Houette’s passacaglia in a minor key, by contrast, was a translation of German baroque into contemporary French. (A passacaglia is a set of variations, based in this case on a simple bass line presenting the figure to be permuted. Traditionally, the performer lets the changing textures of the music show the variety in the permutations.) Houette used uncommonly slow tempos, quite untypical rubato and an artfully chosen registration for almost every one of Bach’s 16 variations. His audacious approach was at first almost shocking, but the result played off well against the Dubois opener, and against more traditional readings of the piece, ingeniously highlighting the music’s astonishing fecundity.

Dubois followed the two Bach selections with Duruflé’s 1942 homage to Jehan Alain, an organist/composer killed in World War II before he was 30. Duruflé, as masterful though not as prolific as Bach, imagined sonorities as Gallic as Bach’s are Teutonic. If Bach is finely carved Bavarian oak, Duruflé is a silken tapestry interwoven with silver and gold. Like Bach, he grows a large and elaborate flower out of a simple seed—in this case, a five-note figure ingeniously derived from the name “Alain.” Dubois’ reading of this score was uncommonly up-tempo and emphasized celebration over lamentation, even as it acknowledged both. The brilliant bravura double fugue at the music’s climax joyfully affirmed that Alain continues to live through his own music and through this stirring tribute.

This first half of Sunday’s program far outweighed the second. Vierne, Liszt and Escaich, interesting enough in themselves, are all lesser composers than Bach or Duruflé. Dubois and Houette clothed all three in handsome threads—but an emperor must be more than raiment. Of these, Liszt was the greatest windbag. Primarily a pianist, he lifted from Bach, in this one of only three noteworthy organ works, a four-note motive that, in German notation, spells Bach’s name. Bach used it famously at the end of The Art of Fugue, left unfinished when he died. There its force is almost supernatural, iterating the name as if Bach were being summoned by angels to his celestial home. In Liszt, even delivered by Dubois, it becomes a Mr. Universe event, Arnold Schwarzenegger instead of Lance Armstrong.

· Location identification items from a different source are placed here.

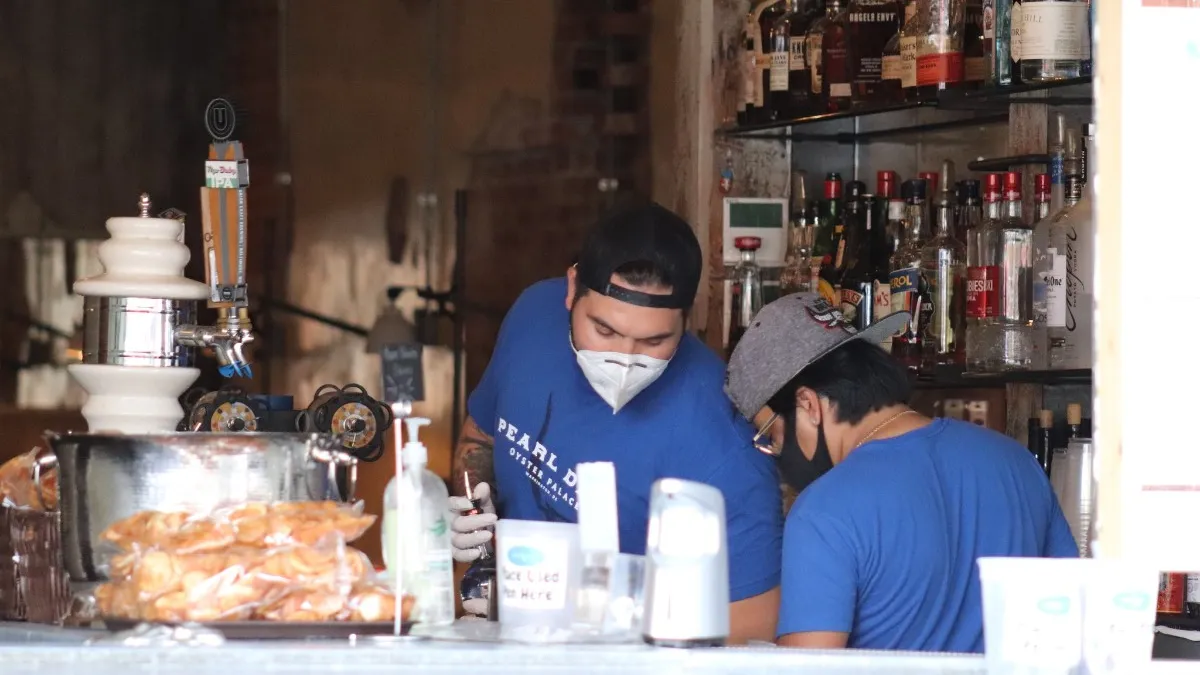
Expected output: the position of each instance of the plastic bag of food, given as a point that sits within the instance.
(226, 585)
(258, 525)
(17, 487)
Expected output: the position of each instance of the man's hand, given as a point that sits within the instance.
(472, 533)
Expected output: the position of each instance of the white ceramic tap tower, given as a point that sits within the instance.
(143, 258)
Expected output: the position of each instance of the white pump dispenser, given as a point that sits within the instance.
(417, 511)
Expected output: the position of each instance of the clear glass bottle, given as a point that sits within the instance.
(1072, 251)
(893, 64)
(1055, 39)
(943, 268)
(940, 63)
(910, 292)
(835, 59)
(873, 23)
(745, 290)
(1000, 278)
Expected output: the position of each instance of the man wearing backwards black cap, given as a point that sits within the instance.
(598, 366)
(880, 548)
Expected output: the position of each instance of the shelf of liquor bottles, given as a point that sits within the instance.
(949, 109)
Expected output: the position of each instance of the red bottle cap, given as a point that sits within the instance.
(748, 243)
(833, 186)
(931, 179)
(886, 184)
(991, 186)
(1042, 185)
(1012, 186)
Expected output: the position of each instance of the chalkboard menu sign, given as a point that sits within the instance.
(402, 376)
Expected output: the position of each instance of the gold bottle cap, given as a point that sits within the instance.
(1074, 413)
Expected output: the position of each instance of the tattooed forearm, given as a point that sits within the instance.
(473, 457)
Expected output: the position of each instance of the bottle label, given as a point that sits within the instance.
(975, 69)
(814, 59)
(797, 60)
(1053, 30)
(882, 302)
(1056, 290)
(870, 31)
(907, 63)
(936, 69)
(983, 292)
(779, 71)
(893, 67)
(906, 298)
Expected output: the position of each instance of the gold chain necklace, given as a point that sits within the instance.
(885, 423)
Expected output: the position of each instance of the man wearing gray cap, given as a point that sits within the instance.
(880, 548)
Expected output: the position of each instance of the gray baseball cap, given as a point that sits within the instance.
(784, 339)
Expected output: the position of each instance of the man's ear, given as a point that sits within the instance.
(570, 287)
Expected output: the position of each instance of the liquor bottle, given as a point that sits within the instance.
(825, 245)
(893, 63)
(745, 290)
(1192, 599)
(873, 23)
(940, 48)
(1000, 272)
(857, 286)
(970, 213)
(909, 290)
(975, 65)
(943, 269)
(1055, 39)
(1071, 252)
(814, 46)
(798, 272)
(762, 18)
(791, 81)
(910, 36)
(835, 66)
(893, 234)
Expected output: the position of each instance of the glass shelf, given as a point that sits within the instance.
(954, 378)
(991, 101)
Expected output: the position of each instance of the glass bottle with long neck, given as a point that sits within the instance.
(873, 23)
(909, 290)
(791, 81)
(1055, 40)
(835, 66)
(943, 268)
(1072, 249)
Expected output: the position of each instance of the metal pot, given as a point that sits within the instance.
(105, 478)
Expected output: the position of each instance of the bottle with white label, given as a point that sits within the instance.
(1055, 39)
(415, 518)
(1071, 284)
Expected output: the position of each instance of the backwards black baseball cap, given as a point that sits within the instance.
(643, 234)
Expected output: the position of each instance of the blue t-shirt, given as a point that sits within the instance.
(546, 418)
(885, 545)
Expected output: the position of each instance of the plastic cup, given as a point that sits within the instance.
(1032, 614)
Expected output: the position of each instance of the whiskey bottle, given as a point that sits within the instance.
(835, 59)
(940, 48)
(893, 65)
(909, 290)
(1055, 39)
(943, 269)
(873, 23)
(975, 66)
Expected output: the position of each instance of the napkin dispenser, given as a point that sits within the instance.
(687, 566)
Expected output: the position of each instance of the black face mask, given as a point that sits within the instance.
(799, 471)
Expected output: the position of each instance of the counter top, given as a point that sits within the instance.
(31, 649)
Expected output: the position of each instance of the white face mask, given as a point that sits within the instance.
(618, 377)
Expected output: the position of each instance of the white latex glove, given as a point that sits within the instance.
(471, 532)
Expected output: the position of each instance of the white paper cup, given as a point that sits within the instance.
(1032, 614)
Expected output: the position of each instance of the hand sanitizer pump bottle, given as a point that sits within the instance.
(417, 511)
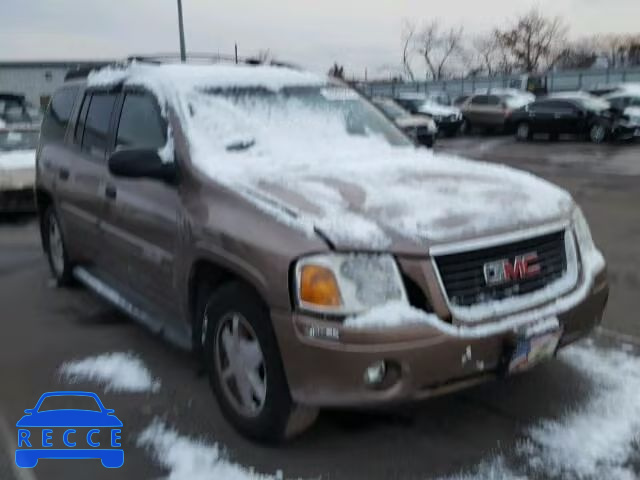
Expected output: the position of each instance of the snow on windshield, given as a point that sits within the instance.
(357, 170)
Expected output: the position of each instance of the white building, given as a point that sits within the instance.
(37, 80)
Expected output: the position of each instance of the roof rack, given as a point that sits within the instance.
(199, 58)
(162, 58)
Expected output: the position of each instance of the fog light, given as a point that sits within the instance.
(374, 374)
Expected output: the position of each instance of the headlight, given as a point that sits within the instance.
(347, 284)
(583, 233)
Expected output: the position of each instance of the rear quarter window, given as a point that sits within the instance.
(56, 118)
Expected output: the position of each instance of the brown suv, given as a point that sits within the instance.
(281, 227)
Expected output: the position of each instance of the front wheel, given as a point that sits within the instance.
(56, 250)
(597, 133)
(245, 368)
(523, 132)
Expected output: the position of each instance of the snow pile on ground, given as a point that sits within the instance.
(597, 439)
(118, 372)
(601, 437)
(188, 459)
(15, 159)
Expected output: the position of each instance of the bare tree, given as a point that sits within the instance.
(408, 46)
(533, 40)
(438, 47)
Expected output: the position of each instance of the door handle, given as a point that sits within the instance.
(110, 192)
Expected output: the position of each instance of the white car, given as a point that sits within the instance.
(17, 169)
(448, 119)
(420, 127)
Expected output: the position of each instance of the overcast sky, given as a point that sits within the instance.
(313, 33)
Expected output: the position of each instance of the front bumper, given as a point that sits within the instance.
(626, 132)
(427, 360)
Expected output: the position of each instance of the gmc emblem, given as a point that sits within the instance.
(504, 271)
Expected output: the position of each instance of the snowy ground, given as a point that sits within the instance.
(597, 437)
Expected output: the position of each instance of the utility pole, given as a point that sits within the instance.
(183, 51)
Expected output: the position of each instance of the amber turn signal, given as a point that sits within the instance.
(318, 286)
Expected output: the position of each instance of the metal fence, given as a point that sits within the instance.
(556, 82)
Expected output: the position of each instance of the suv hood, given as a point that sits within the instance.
(403, 199)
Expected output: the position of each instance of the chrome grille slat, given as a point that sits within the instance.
(462, 274)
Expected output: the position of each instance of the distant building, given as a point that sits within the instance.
(37, 80)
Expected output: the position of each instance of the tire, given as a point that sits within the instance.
(523, 132)
(597, 133)
(55, 248)
(267, 413)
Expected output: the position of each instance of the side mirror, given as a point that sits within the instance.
(141, 163)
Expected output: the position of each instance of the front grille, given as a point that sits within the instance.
(463, 273)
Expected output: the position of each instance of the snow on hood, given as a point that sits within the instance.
(415, 121)
(433, 108)
(17, 159)
(360, 191)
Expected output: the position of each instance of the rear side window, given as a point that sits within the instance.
(140, 123)
(57, 117)
(93, 129)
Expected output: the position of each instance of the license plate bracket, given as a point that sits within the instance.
(535, 344)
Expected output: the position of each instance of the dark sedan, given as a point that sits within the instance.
(578, 114)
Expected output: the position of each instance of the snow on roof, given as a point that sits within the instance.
(119, 372)
(191, 459)
(204, 76)
(17, 159)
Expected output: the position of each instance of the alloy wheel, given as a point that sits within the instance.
(240, 365)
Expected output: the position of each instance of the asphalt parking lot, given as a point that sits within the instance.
(506, 429)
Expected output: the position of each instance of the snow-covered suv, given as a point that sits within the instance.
(281, 227)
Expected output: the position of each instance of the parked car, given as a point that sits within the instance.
(623, 98)
(567, 113)
(14, 109)
(419, 127)
(532, 83)
(627, 125)
(18, 169)
(285, 230)
(448, 119)
(491, 111)
(606, 89)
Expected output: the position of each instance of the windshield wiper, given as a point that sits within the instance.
(240, 145)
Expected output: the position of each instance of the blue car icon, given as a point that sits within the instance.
(35, 432)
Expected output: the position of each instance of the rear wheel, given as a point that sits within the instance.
(245, 369)
(523, 132)
(59, 264)
(597, 133)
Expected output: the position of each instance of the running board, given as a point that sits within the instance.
(111, 295)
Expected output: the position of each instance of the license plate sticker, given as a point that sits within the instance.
(533, 349)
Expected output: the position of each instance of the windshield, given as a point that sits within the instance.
(594, 103)
(18, 140)
(259, 119)
(392, 109)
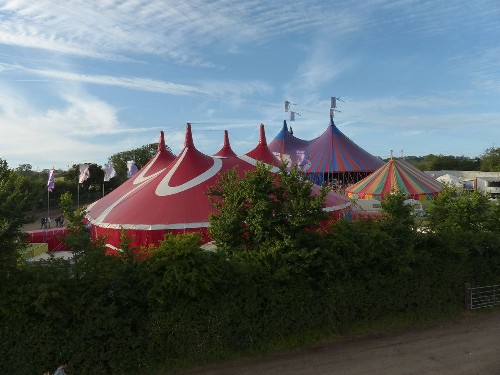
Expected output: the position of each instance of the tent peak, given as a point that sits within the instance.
(226, 150)
(262, 138)
(188, 141)
(161, 142)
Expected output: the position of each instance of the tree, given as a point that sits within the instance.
(265, 212)
(139, 155)
(457, 211)
(14, 204)
(490, 160)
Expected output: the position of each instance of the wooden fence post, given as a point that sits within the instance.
(468, 296)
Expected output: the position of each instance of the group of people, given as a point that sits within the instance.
(46, 221)
(61, 370)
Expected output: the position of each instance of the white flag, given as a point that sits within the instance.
(109, 172)
(131, 168)
(50, 182)
(84, 173)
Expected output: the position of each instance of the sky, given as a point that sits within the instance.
(83, 80)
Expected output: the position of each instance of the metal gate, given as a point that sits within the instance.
(481, 296)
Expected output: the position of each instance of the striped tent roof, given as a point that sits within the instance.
(395, 175)
(331, 152)
(285, 144)
(334, 152)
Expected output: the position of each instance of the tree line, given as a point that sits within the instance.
(280, 277)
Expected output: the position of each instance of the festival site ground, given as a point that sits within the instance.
(468, 345)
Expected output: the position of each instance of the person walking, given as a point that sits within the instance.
(61, 369)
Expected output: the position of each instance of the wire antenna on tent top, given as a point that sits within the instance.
(288, 104)
(333, 105)
(293, 114)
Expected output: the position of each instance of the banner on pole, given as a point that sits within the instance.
(131, 168)
(84, 173)
(109, 172)
(50, 182)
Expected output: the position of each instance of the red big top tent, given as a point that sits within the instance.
(173, 198)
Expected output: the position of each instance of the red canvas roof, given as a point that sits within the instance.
(174, 199)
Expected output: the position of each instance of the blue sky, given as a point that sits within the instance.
(81, 81)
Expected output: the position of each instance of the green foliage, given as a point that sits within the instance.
(141, 311)
(14, 204)
(139, 155)
(457, 211)
(264, 212)
(490, 160)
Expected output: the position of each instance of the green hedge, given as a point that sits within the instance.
(183, 306)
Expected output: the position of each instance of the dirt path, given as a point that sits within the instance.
(470, 345)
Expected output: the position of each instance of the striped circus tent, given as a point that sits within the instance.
(396, 175)
(285, 144)
(335, 152)
(330, 157)
(171, 196)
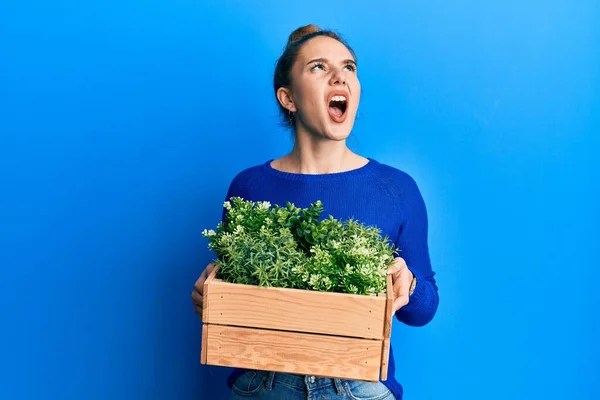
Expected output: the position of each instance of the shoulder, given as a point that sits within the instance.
(397, 179)
(244, 180)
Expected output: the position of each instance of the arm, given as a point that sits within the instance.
(414, 249)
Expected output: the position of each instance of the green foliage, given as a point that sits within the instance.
(290, 247)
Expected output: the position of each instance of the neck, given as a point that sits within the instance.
(319, 155)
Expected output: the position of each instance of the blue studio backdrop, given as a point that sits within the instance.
(122, 124)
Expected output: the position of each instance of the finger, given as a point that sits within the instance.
(400, 302)
(197, 298)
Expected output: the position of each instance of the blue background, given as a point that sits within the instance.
(122, 124)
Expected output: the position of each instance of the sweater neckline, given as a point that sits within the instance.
(356, 172)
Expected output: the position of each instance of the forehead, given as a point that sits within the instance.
(324, 47)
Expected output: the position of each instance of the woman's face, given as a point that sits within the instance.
(325, 89)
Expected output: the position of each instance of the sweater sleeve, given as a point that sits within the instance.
(412, 242)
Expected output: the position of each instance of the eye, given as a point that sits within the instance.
(351, 67)
(318, 65)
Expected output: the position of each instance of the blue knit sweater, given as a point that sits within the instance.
(375, 194)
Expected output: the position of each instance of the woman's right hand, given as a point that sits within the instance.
(199, 288)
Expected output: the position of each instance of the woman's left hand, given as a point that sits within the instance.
(402, 279)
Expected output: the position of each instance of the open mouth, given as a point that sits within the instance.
(337, 107)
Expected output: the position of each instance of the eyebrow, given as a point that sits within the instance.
(346, 61)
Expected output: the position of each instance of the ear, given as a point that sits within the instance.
(284, 96)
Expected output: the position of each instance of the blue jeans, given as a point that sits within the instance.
(279, 386)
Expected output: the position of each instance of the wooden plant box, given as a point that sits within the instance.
(296, 331)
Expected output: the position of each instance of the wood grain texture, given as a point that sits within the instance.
(205, 294)
(296, 310)
(298, 353)
(204, 344)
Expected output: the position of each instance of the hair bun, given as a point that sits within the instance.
(302, 31)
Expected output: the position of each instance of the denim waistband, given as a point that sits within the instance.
(301, 382)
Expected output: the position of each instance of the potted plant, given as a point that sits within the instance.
(294, 293)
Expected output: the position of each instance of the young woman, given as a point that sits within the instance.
(318, 92)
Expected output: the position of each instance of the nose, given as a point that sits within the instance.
(337, 77)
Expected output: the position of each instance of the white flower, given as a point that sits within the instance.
(264, 205)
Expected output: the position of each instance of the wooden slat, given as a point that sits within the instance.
(296, 310)
(205, 292)
(298, 353)
(387, 330)
(204, 344)
(389, 308)
(385, 352)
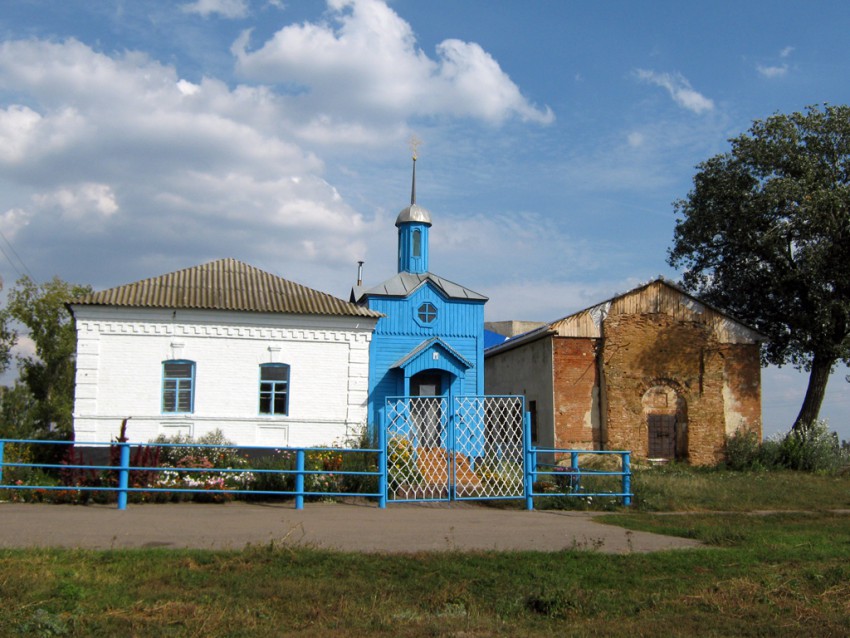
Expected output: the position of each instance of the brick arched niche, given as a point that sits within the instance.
(666, 413)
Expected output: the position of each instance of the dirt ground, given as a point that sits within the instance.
(356, 527)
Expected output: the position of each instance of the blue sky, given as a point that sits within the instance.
(139, 137)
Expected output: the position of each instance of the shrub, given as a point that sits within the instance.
(743, 451)
(190, 457)
(810, 449)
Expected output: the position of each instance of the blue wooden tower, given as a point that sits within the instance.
(430, 341)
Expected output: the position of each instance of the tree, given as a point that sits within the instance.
(44, 395)
(765, 234)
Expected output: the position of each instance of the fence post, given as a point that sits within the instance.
(123, 474)
(299, 479)
(529, 461)
(382, 460)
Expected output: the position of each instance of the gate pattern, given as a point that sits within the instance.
(473, 451)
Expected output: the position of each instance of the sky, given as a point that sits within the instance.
(141, 137)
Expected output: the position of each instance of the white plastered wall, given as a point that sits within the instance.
(119, 374)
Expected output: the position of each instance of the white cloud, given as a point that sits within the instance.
(121, 147)
(80, 201)
(771, 72)
(365, 65)
(679, 89)
(635, 139)
(225, 8)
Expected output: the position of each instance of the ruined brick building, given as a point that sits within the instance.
(653, 370)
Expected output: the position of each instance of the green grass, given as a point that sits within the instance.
(776, 574)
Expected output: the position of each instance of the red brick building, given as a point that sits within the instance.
(654, 371)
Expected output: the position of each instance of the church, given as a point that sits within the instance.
(270, 362)
(429, 341)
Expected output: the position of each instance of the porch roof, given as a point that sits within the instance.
(425, 346)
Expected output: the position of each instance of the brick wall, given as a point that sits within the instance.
(647, 356)
(576, 393)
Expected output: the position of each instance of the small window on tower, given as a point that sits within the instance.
(427, 312)
(417, 243)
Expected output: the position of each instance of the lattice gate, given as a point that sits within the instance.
(472, 451)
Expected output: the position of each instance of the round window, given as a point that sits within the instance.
(427, 312)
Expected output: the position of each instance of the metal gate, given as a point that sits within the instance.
(472, 451)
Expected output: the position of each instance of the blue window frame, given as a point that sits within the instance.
(274, 388)
(427, 312)
(178, 385)
(417, 243)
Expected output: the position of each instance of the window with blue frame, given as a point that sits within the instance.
(427, 312)
(274, 388)
(178, 385)
(417, 243)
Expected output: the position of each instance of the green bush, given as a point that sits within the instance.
(811, 449)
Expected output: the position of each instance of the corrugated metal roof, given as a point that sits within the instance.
(225, 284)
(404, 283)
(656, 296)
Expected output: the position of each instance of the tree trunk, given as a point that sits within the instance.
(819, 376)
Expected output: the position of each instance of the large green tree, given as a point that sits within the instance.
(765, 234)
(42, 401)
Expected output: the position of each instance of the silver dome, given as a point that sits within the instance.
(413, 213)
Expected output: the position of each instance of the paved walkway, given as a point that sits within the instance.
(341, 526)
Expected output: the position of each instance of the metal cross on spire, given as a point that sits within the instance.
(414, 148)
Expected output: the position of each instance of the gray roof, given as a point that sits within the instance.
(404, 283)
(413, 213)
(226, 284)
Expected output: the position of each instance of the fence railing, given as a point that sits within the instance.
(302, 472)
(314, 471)
(575, 481)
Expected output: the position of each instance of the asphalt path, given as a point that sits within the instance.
(355, 527)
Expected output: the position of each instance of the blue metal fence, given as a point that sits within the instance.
(124, 469)
(541, 479)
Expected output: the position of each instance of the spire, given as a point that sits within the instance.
(413, 223)
(414, 149)
(413, 184)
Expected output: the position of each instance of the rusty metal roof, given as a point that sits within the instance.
(225, 284)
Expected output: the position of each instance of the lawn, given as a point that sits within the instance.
(784, 573)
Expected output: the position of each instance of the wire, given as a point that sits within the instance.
(15, 253)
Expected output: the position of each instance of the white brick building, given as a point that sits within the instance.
(221, 346)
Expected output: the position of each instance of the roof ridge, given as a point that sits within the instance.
(224, 284)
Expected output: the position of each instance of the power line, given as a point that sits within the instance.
(15, 253)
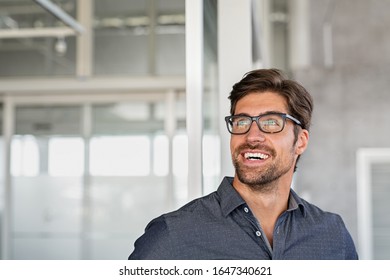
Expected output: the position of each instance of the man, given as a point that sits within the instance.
(256, 214)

But Dubois’ improvised finale rinsed that stale taste from the mouth. Technically and structurally brilliant, in several elaborate sections, it built to a mighty fugal finish, an astonishing tour de force. French organists, we are told, do it all the time. Last Sunday, two of them, just passing through, delivered a thrilling concert like an unexpectedly unveiled heirloom. Neither organist looked old enough to buy a legal drink in Music City, but to each of them I raise at least three grateful libations.